"A Godsend to the farmers, they're going to be," pronounced Mr. Price at the dinner hour one day when the corn was still in cutting. The noise of the motor-tractors filled the country as if with the hum of a hundred giant locusts, while the sheaves fell in lines behind the cutter-and-binder. In one field the Germans were setting up the sheaves in fives.

"What we should do without those boys presently I don't know," declared Mr. Price from his end of the table. "I'm sure we ought all to be very grateful to them!"

"What? To them dirty Huns?" This exclamation burst from Vic as she sat heartily devouring suet-pudding at my side. "Grateful to them, Mr. Price?"

Indignation flushed the handsome, sunburnt, Cockney face that she turned upon our employer.

Mildly his blue eyes met her scandalized dark ones.

"Why not, Vic?" he asked.

"Why! I should think it's they who ought to be jolly well grateful to us," retorted Vic warmly, "for allowing 'em to be alive at all, once we got hold of 'em. After all they done!

"Huh!" she continued. "Why I can't pass the gang of 'em working in the fields there without thinking, 'Yes! There you are, my lads! It's cost us Lord knows how many of the best to take you, and there you are alive and jolly in the nice fresh air, working just as you've a mind to, having everybody as decent as pie to you. It's a woman they ought to have as Commandant, not a soft-hearted man!"

The gentle giant continued to look mildly across the table at this indignant one.
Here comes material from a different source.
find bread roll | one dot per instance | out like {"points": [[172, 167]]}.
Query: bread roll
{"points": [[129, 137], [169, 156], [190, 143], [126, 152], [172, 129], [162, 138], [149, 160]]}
I could see that he could not understand her outburst on this subject. Those four men in his field there—they were Huns, yes, but captured Huns. Fighting no longer against us. Working for us. No longer enemies of ours. They were helpless and in our hands, and we could not be hard upon them! This was how it appeared to him. And his whole, kindly, home-worshipping Welsh heart spoke in his simple answer to Vic's tirade.

"Poor boys," he said. "Far from their homes!"